FDA Panel backs Ocriplasmin
30.07.2012 - Nail-biter with Happy End: An expert panel of the FDA has backed Belgian Thrombogenics eye disease drug Ocriplasmin.
FDA advisors ruled on July 26 that Ocriplasmin helped enough people in clinical trials to warrant a favourable review. The injectable drug is a truncated form of the human serine protease plasmin which retains its enzymatic properties. It’s used for the treatment of symptomatic vitreomacular adhesion, which occurs when vitreous gel detaches at the back of the eye but adheres to the retina as it pulls away, distorting vision and causing small breaks to develop in the macula.

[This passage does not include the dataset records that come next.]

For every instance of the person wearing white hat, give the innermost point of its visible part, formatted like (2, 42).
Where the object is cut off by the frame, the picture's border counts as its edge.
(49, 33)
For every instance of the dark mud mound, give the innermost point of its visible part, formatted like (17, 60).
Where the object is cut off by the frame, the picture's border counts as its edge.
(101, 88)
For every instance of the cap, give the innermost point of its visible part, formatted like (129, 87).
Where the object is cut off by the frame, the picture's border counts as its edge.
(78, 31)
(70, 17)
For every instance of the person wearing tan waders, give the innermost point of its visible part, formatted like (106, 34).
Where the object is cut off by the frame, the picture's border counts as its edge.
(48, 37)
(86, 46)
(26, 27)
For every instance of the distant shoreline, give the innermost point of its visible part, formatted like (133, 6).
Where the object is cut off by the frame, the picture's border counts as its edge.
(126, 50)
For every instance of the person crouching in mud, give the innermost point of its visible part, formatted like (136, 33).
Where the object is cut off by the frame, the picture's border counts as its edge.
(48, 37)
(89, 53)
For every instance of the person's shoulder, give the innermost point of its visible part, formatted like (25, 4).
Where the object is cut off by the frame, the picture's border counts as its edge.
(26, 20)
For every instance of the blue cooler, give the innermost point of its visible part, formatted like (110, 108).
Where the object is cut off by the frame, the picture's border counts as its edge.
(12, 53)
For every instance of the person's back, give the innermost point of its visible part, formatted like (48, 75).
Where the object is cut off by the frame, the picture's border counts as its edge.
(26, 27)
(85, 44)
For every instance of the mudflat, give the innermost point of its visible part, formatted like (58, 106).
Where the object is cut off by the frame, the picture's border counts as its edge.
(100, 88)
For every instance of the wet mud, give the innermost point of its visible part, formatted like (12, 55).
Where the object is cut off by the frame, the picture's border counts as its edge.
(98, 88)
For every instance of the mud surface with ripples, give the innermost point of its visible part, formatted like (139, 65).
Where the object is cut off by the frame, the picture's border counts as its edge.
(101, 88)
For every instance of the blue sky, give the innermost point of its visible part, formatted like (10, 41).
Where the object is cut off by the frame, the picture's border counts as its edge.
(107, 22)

The panel decided in an 6-3 split decision, that there is no need for additional studies despite evidence of adverse effects including eye pain, swelling and impaired vision. Nevertheless, Michael Repka, Chairman of the panel said, that post-market studies on this topic „would be nice“, reported Bloomberg.
A regulatory review published a day before the panel’s decision has sent the drugmaker’s stock price rollercoasting. A warning on serious adverse events in the report sent down the quotation by 19% at NYSE Euronext in Brussels. The Belgian Biotech Company tried to pour oil on troubled waters. "We have evidence that these things are all transient. There is nothing that is really sustained. Of course, we will address this during the discussion," ThromboGenics CFO Chris Buyse told Reuters. On July 27, the first day after the panel’s favourable decision, stock quotes raised by 13% to 26.37 Euro.
ThromboGenics, based in Heverlee, has already sold rights to the drug outside the U.S. to Swiss drugmaker Novartis AG. Its Alcon unit paid $99m upfront and promised close to $400m more in milestones to gain the rights to commercialise the drug.